Published 04 December 2008

Olympic gold medals can be withdrawn retrospectively if athletes are found to have used drugs that enhanced their performance. We asked for a newspaper report on the grounds that a Nobel prizewinner in literature/ peace/economics is similarly to be stripped of his or her title Set by Ian Birchall

Performance anxiety

Report by Ms de Meaner

Harder than you thought, n'est-ce pas? An hon mensh to J Seery for Milton Friedman ("In a sensational development, the Nobel Committee withdrew Milton Friedman's Economics Prize and substituted the Literature Prize . . ."). £20 to the three winners, the best of whom - Liam Kenson - gets the Tesco vouchers.

Merton H Miller's Prize revoked

The Nobel Committee today revoked the 1990 Economics Prize awarded to Merton H Miller. Miller's award recognised his part in the theory that the choice between equity financing and borrowing does not affect a firm's market value and average costs of capital. A leading free-market advocate, Miller demonstrated that government regulation of futures contracts is likely to do more harm than good, while showing that companies use financial derivatives not to make huge bets, but to do exactly the opposite - get out of bets by buying insurance.

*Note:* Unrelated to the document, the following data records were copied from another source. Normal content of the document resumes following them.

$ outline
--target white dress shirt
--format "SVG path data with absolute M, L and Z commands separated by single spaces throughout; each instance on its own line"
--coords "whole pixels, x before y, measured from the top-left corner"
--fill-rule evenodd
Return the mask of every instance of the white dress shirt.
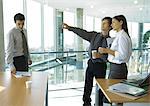
M 23 32 L 27 38 L 27 31 L 23 29 Z M 22 33 L 20 29 L 14 27 L 7 34 L 6 39 L 6 62 L 10 67 L 14 67 L 13 58 L 17 56 L 24 55 L 23 53 L 23 43 L 22 43 Z M 29 56 L 30 58 L 30 56 Z
M 132 43 L 128 34 L 122 29 L 116 32 L 116 37 L 110 47 L 115 51 L 115 56 L 109 54 L 108 60 L 112 63 L 127 63 L 132 54 Z

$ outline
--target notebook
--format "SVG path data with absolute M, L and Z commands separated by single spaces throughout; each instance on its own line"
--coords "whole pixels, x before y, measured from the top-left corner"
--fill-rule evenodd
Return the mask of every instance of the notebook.
M 145 87 L 145 86 L 150 85 L 150 74 L 144 79 L 139 79 L 139 80 L 127 79 L 127 80 L 123 80 L 122 83 L 133 85 L 136 87 Z

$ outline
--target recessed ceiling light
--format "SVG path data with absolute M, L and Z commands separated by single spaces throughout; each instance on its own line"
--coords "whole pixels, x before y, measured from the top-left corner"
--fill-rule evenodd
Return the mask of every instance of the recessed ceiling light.
M 102 13 L 103 13 L 103 14 L 105 14 L 105 13 L 106 13 L 106 11 L 102 11 Z
M 69 11 L 69 8 L 66 8 L 67 11 Z
M 143 10 L 143 8 L 142 8 L 142 7 L 140 7 L 140 8 L 139 8 L 139 10 L 140 10 L 140 11 L 142 11 L 142 10 Z
M 90 7 L 91 7 L 91 8 L 94 8 L 94 6 L 93 6 L 93 5 L 91 5 Z
M 134 4 L 137 4 L 138 3 L 138 1 L 137 0 L 134 0 Z

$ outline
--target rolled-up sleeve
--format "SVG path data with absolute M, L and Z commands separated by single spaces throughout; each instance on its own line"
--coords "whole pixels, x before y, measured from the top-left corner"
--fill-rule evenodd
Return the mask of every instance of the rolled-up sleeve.
M 6 62 L 10 67 L 14 67 L 13 64 L 13 50 L 14 50 L 14 38 L 13 33 L 8 33 L 6 41 Z
M 118 49 L 115 51 L 115 59 L 119 61 L 126 60 L 129 53 L 129 42 L 128 38 L 121 35 L 118 39 Z

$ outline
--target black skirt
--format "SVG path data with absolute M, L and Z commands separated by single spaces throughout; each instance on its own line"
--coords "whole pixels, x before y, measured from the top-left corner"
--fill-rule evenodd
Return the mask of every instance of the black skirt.
M 127 79 L 128 69 L 126 63 L 110 63 L 109 79 Z

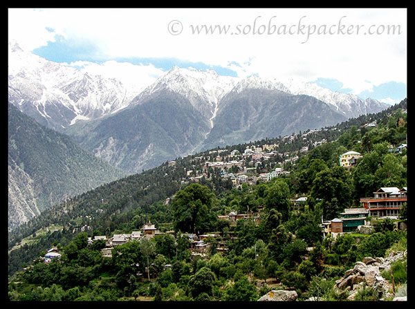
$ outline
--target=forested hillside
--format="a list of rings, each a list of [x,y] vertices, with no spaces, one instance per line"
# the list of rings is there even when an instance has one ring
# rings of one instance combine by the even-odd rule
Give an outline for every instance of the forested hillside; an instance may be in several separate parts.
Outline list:
[[[372,219],[371,234],[322,240],[322,216],[360,207],[360,198],[380,187],[407,186],[406,149],[396,151],[407,142],[406,109],[405,100],[336,127],[177,158],[67,199],[10,234],[9,275],[16,280],[9,299],[255,301],[277,287],[295,290],[299,300],[345,299],[347,293],[333,292],[335,281],[365,256],[405,250],[406,232]],[[277,145],[275,156],[244,163],[256,175],[276,167],[287,172],[269,181],[234,186],[221,170],[206,167],[218,156],[234,160],[233,150],[270,144]],[[339,156],[350,150],[362,158],[349,170],[339,166]],[[194,175],[203,175],[198,183]],[[292,200],[302,196],[307,203],[295,206]],[[255,220],[232,225],[219,216],[231,212]],[[403,209],[400,220],[406,220]],[[102,243],[88,245],[89,236],[131,233],[149,221],[164,234],[114,247],[111,258],[102,257]],[[208,237],[205,255],[194,256],[184,233],[218,237]],[[38,257],[53,245],[62,255],[45,263]],[[393,275],[406,287],[403,263]],[[357,299],[386,297],[371,289]]]
[[[127,175],[10,103],[8,172],[10,229],[68,197]]]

When asked by the Mail why the committee was denigrating a champion of market freedom - a world expert on derivatives - and why now, a spokesman was economic with his words: "Isn't it bloody obvious?"

Liam Kenson

Hemingway's Prize removed

Ernest Hemingway has tested positive for Muscular Prozac. Officials on the Nobel Committee tried unsuccessfully to break down his sentences. Several neglected adverbs were taken into care. Although verbal workers visited previously, they had failed to spot overworked adjectives in gloomy passages. He fell into bad habits of the period and became hooked on full stops. His boast was, "I can finish with them whenever." But to fill the emptiness between dots he became increasingly dependent on hard words. Never one to inject with hyperbole, he was nevertheless caught out by excessive punctuation marks. In any other drug-user, this would have meant a farewell to arms. His 1954 Nobel Prize now goes to P G Wodehouse.

John Samson

Luigi Pirandello's Prize stripped

Luigi Pirandello, winner of the 1934 Nobel Prize in Literature, was yesterday retrospectively stripped of the award. According to the Swedish Academy in Stockholm, his play Six Characters in Search of an Author was found to contain traces of performance-enhancing shrugs. A spokesperson commented: "It may be the dramatisation of the artistic process of creation - a trick of the play - and perhaps a purely innocent act, but the characters are clearly seen to raise their shoulders on a number of occasions to express indifference. The effect on the audience is soporific and potentially hallucinatory, with huge gaps being created between illusion and reality. It places other playwrights in a disadvantaged position. The Academy had no other choice."

John O'Byrne

No 4058 New Poet Laureate

Set by Hank T Romein

Please supply an application for the post in verse from a candidate of your choice: an established poet, a songwriter, or even someone with less obvious qualifications. David Blunkett, for example, has inflicted his scribblings on us before now.